Two days after the PGA Tour and the Saudi Arabia sovereign wealth fund agreed to a partnership that ends all litigation, another lawsuit has been filed against LIV Golf and Phil Mickelson over a logo.
Cool Brands Supply, an Argentine lifestyle and skateboard company, filed a trademark infringement lawsuit last Thursday that claims Mickelson’s “HyFlyers” logo used in LIV Golf is a knockoff of their Fallen Footwear logo.
Both logos feature a pair of “Fs” facing in opposite directions.
Mickelson is the team captain of HyFlyers, which includes Brendan Steele, Cameron Tringale and James Piot.
The complaint says Fallen Footwear has used the back-to-back Fs for a logo since 2003. It accuses LIV of using the logo on hats, shirts and sweatshirts sold as merchandise.
“The similarities between the two marks, particularly when used on clothing, are striking, and are confusing consumers and causing damage to Plaintiff’s senior mark and brand,” Cool Brands Supply argue in the lawsuit.
It claims it asked LIV and Mickelson to stop using the logo and they refused.
Mickelson wears the HyFlyers logo when he competes, including in the majors. He is playing in the U.S. Open this week, the one major keeping Mickelson from the career Grand Slam.
The antitrust lawsuit against the PGA Tour — and the tour’s countersuit — are still in federal court in Northern California. They agreed to drop litigation as part of their agreement for the PGA Tour, European Tour and Public Investment Fund to create a new for-profit company involving their commercial business.
Olin Browne Jr. was the medalist at the US Open qualifying site that had the most PGA Tour players. Turns out that might have been the easiest part of getting to his first U.S. Open.
Browne, the 34-year-old son of Olin Browne, is among 20 players at Los Angeles Country Club who had to get through two stages of qualifying — the 18-hole local qualifier, followed by the final 36-hole stage.
“I actually had to make a 30-footer in regulation to even make it into a playoff at locals,” Browne said Monday. “Thinking back over what happened on Monday (at final qualifying), that 30-footer that happened to go in was a big deal.”
So is getting here.
His father is a three-time PGA Tour winner who played 12 times in the U.S. Open. Perhaps the most notable was in 2005. It was in final qualifying that the elder Browne thought about withdrawing because of a poor start, reconsidered because of the message it would send his son, and then shot 59 to get in. Thirteen days later, he was in the second-to-last group at Pinehurst No. 2.

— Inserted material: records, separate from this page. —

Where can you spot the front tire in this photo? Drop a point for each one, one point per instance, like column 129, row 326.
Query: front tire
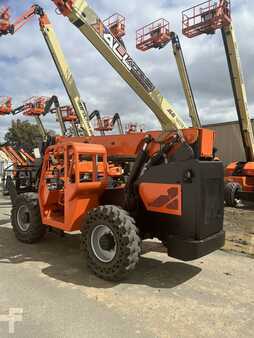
column 111, row 242
column 26, row 219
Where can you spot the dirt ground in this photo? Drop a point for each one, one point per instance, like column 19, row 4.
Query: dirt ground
column 239, row 226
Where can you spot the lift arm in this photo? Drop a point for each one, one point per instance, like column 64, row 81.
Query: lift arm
column 92, row 27
column 239, row 90
column 206, row 18
column 60, row 62
column 53, row 101
column 182, row 69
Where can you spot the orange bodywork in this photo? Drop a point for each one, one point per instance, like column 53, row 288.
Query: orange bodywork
column 83, row 170
column 162, row 198
column 129, row 145
column 245, row 178
column 35, row 106
column 154, row 35
column 116, row 24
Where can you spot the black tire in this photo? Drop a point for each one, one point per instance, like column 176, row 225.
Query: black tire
column 126, row 242
column 230, row 194
column 30, row 230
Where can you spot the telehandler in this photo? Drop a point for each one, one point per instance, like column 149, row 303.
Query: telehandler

The son went to Pepperdine and has been grinding on the mini-tours ever since, not wanting to give up his dream because he keeps seeing improvement.

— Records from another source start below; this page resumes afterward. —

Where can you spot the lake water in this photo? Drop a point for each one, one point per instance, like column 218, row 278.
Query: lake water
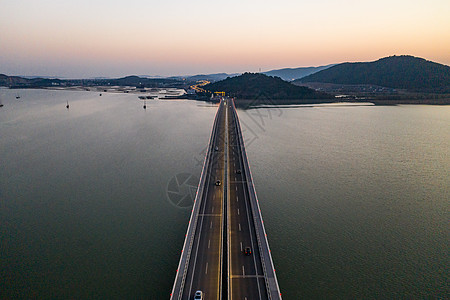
column 355, row 199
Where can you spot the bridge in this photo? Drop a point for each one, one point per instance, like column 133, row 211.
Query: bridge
column 226, row 254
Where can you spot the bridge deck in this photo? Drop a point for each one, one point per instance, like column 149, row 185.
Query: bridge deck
column 225, row 220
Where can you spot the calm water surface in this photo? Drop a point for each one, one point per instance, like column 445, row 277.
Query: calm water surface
column 355, row 199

“If I wanted to do something else I’d hang them up and go figure out whatever that is, but I haven’t gotten there yet,” Browne said.

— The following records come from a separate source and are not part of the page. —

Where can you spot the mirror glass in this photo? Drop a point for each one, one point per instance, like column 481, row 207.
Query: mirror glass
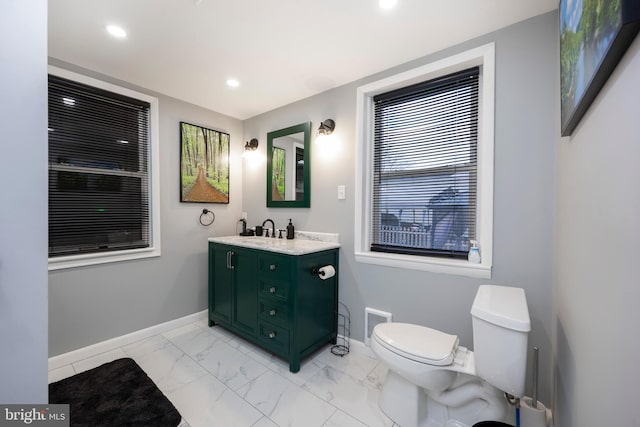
column 288, row 167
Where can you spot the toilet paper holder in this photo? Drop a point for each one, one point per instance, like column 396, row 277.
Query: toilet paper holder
column 321, row 271
column 317, row 272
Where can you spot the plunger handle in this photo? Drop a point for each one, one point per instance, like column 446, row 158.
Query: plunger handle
column 534, row 397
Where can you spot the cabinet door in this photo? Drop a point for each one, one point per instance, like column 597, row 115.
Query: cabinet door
column 245, row 270
column 220, row 283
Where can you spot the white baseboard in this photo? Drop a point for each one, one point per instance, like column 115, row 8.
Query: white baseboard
column 111, row 344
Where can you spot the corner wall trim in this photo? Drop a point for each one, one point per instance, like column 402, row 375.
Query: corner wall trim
column 111, row 344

For now, he’s thrilled to have a chance to compete in his first U.S. Open, which he referred to as the Super Bowl of golf.
“It’s awesome that they allow people like me the opportunity to play two qualifiers to get here,” Browne said. “That means a lot to me. It gives you a little bit of hope every year that you’ll be able to come and play on such a great venue like this. That’s why I keep doing it.”
The U.S. Open had a camera crew set up in front of the clubhouse at Los Angeles Country Club, unusual for a Monday. They were there to capture a sad moment for Matt Fitzpatrick.
The defending champion had to return the trophy (he gets a replica).
“I was so sad about that,” Fitzpatrick said. “I didn’t feel like I spent enough time with it, really. Literally probably the month right after the Open, after St Andrews, I went on holiday to Italy with some friends. I took it there for a week. That’s about as exciting as it got.”
Fitzpatrick said he was on a boat, so the trophy went to Capri, Amalfi and Positano.
“Had a few nice day trips out,” he said.
Now comes the hard part — getting it back. Brooks Koepka is the only player in the field who has won the U.S. Open in consecutive years.
PACE OF PLAY
Billy Horschel is not expecting the pace of play to get any faster at the U.S. Open, and he points to two reasons. One is the 284-yard seventh hole. The other is the 290-yard 11th.
Justin Thomas said it was the first time he’s had to hit a 3-wood into a par 3 twice in one round. And then there’s the small matter of hitting the green.
Having 280-yard par 3s — two of them — is not going to make it play any faster,” Horschel said.
Defending champion Matt Fitzpatrick agreed.
“I think it’ll be slow. I think the long par 3s tend to screw that one up,” Fitzpatrick said. “So yeah, I’d probably say … it’s five hours every week, so it will be nothing new here, I would imagine.”